Le maire de Gatineau répond aux questions des journalistes devant une bannière comportant le logo de la Municipalité.
Le maire de Gatineau s'est dit touché par les marques de sympathie qu'il a reçues depuis le décès de son beau-père Bernard Landry. Photo: Radio-Canada
Radio-Canada

Le maire de Gatineau a salué, jeudi après-midi, le travail de Bernard Landry, tant sur le plan professionnel que dans sa vie personnelle. L'ancien premier ministre du Québec est mort cette semaine à l'âge de 81 ans.

C’est de manière sobre, mais empreinte d’une certaine émotivité, que Maxime Pedneaud-Jobin s’est présenté devant la presse. M. Landry était son beau-père.

On peut penser que c’est de la mécanique, que ça ne change pas grand-chose, mais ça fait du bien, a-t-il souligné, en faisant référence aux condoléances et aux marques de sympathie qu'il a reçues depuis mardi.

M. Pedneaud-Jobin a salué le travail de M. Landry dans plusieurs dossiers touchant l’Outaouais lorsqu’il était premier ministre : l’inclusion de l’autoroute 50 dans le budget provincial en 2003, l’inauguration du Casino du Lac-Leamy et les fusions municipales.

Si la région peut rayonner, si Gatineau peut rayonner, si on est plus fort comme région, c’est notamment grâce à la fusion de Gatineau, qui nous a donné une force qu’on n’avait pas auparavant.

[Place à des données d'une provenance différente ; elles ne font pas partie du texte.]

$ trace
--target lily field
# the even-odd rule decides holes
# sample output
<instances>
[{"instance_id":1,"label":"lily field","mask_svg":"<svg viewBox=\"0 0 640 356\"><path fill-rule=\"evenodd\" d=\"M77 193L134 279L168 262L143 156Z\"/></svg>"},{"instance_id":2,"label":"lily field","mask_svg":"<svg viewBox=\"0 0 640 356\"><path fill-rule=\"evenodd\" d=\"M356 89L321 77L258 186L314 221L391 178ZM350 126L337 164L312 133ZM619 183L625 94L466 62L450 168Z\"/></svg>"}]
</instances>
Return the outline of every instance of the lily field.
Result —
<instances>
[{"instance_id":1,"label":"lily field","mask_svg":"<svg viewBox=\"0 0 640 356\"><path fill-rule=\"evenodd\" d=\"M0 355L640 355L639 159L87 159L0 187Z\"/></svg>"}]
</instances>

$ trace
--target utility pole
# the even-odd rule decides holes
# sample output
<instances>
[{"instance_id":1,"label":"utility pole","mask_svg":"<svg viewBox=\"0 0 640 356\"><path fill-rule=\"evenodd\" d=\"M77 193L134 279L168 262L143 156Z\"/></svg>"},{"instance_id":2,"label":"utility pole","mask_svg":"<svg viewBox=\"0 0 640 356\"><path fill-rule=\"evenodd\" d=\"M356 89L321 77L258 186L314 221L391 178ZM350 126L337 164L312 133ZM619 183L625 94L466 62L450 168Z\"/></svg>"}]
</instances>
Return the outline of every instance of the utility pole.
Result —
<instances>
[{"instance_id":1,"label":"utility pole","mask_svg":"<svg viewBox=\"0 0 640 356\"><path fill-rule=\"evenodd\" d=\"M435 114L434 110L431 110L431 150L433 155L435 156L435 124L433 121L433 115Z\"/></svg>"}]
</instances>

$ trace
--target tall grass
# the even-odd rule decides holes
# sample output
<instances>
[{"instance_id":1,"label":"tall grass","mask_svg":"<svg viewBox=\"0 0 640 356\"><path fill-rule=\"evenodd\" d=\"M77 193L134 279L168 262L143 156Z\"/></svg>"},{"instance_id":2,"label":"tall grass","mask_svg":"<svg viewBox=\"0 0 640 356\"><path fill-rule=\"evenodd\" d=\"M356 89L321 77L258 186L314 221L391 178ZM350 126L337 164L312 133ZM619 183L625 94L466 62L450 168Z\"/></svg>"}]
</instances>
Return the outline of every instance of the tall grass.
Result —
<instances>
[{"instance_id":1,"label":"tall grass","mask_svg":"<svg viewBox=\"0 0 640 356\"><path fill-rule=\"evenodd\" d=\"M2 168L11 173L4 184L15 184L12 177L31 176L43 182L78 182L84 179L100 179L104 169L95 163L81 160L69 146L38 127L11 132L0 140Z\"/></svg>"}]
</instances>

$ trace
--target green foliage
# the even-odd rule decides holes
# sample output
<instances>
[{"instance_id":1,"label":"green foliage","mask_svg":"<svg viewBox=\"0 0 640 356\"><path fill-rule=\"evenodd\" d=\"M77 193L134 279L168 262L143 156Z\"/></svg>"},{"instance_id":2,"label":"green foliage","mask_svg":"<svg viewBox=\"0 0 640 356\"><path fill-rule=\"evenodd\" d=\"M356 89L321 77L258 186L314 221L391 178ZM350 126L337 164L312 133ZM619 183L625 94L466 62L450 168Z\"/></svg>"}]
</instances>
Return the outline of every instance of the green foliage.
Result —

Maxime Pedneaud-Jobin, maire de Gatineau

Le premier magistrat gatinois a aussi tenu à souligner les contributions de M. Landry dans les dossiers touchant les femmes, les minorités sexuelles et les peuples autochtones à un moment où ça n’allait pas de soi de le faire […] C’est plus facile de défendre ces causes-là aujourd’hui qu’à l’époque.

Le maire de Gatineau y est aussi allé de quelques anecdotes plus personnelles du temps qu’il a passé avec M. Landry. Il a eu de l’influence sur la région, parce que je lui demandais conseil de temps en temps, a raconté M. Pedneaud-Jobin avec un brin d’humour.

Selon lui, il ne serait pas le même homme politique s’il n’avait pas côtoyé M. Landry. [Être un bon leader], ça voulait dire parler, ça voulait dire transmettre des valeurs […] de rêver de faire des choses, a-t-il fait valoir. . Et ça, c’est la principale qualité d’un leader : d’accomplir des choses, et pas seulement d’occuper des postes.

Les funérailles d'État de M. Landry auront lieu mardi prochain à la basilique Notre-Dame, à Montréal.